FST is used to analyze variation in gene frequencies among populations (Flint-Garcia et al., 2003). In our study, the FST (0.832) and Nm (0.05) values calculated for MpnDV suggested low Nm and high genetic differentiation within and among locations (Allendorf, 1983; Wright, 1984). Consistent with this, AMOVA revealed genetic variation both within and between populations. Using microsatellites, we previously demonstrated that M. persicae in China are highly genetically diverse; however, they were found to form only two distinct clusters (Zhao et al., 2015a). Moreover, haplotypes among different Schlechtendalia chinensis populations do not cluster by location (Li and Ren, 2009). Here, phylogenetic analysis revealed that MpnDV haplotypes clustered according to geographical origin, except for those found in Liaoning and Shanxi provinces, likely due to long-distance migration of M. persicae nicotianae (Loxdale et al., 1993). Aphids from Liaoning may have crossed the Bohai Sea, subsequently interacting with other populations, while others might have migrated from Shanxi to Yunnan (Gao et al., 2016). From the distribution of haplotypes in the NJ tree and their locations, no significant relationship between haplotype and geographical distance was evident. Most genetic variation was among populations, implying that physical isolation is not the dominant factor responsible for the genetic differentiation observed. There was no significant correlation between genetic distance and geographical distance or altitude, in accordance with our previous findings (Zhao et al., 2015a). Our results suggest that MpnDV sequences show greater variation and higher resolving power than COI sequences; therefore, endosymbiotic viruses might be considered as potential markers for analysis of insect populations, assuming a sufficiently high infection rate. DVs can be transmitted to their hosts both vertically and horizontally (Xu et al., 2014), and aphids are capable of long-distance migration, resulting in a high rate of Nm and decreased genetic diversity (Llewellyn et al., 2003; Zhang et al., 2014; Zhao et al., 2015b). However, our results indicate that MpnDV is highly diverse genetically, suggesting that this virus is, in general, vertically transmitted.
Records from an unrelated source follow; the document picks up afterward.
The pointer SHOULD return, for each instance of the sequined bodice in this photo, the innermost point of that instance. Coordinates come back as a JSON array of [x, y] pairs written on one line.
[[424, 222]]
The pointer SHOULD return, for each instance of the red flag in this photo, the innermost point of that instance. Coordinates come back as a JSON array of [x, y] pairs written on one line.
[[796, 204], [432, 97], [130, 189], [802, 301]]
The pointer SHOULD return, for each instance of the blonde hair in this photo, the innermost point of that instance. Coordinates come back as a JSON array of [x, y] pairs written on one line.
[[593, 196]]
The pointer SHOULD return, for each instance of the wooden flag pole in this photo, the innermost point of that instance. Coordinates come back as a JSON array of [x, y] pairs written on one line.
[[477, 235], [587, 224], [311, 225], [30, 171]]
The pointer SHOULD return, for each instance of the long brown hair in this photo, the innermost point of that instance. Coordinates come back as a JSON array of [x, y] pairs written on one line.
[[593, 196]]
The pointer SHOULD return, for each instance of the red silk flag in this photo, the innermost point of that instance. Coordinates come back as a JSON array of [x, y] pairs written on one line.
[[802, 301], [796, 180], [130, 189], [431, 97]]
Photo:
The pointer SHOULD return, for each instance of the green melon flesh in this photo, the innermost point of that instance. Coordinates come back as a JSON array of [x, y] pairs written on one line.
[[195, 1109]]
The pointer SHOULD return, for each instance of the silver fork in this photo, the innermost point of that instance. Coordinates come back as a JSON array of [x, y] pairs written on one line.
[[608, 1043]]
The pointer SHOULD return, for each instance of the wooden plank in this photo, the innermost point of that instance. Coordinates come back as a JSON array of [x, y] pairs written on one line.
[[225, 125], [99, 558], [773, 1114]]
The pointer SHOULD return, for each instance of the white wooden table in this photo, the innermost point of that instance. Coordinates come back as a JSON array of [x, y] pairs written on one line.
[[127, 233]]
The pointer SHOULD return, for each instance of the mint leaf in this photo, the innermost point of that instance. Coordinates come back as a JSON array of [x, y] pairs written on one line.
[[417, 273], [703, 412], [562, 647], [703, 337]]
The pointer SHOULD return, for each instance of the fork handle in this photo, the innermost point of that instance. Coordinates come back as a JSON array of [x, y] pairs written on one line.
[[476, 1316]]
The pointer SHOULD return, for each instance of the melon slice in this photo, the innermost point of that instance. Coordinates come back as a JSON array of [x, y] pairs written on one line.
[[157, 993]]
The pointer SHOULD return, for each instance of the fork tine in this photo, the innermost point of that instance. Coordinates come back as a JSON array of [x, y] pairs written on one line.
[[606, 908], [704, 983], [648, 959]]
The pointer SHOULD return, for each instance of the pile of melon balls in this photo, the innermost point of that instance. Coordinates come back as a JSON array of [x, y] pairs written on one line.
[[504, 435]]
The number of samples used in this study was relatively small, and the geographical region considered was narrow. Therefore, our results are not entirely representative of all populations and the full extent of variation in genetic structure. Future studies should include more samples from a greater number of locations.

CONCLUSION

In this study, we focused on the genetic diversity of MpnDV. Using samples from 10 different locations in China, we revealed that this virus of M. persicae nicotianae exhibits a high level of genetic diversity. Phylogenetic analysis indicated that MpnDV haplotype nucleotide sequences cluster according to geographically defined populations, except for samples from Liaoning and Shanxi provinces, possibly due to long-distance migration of their tobacco aphid hosts. Thus, MpnDV demonstrates low levels of Nm and high genetic diversity, implying vertical transmission. Taken together, these results suggest that endosymbiotic viruses should be considered as potential markers for the analysis of geographical insect populations.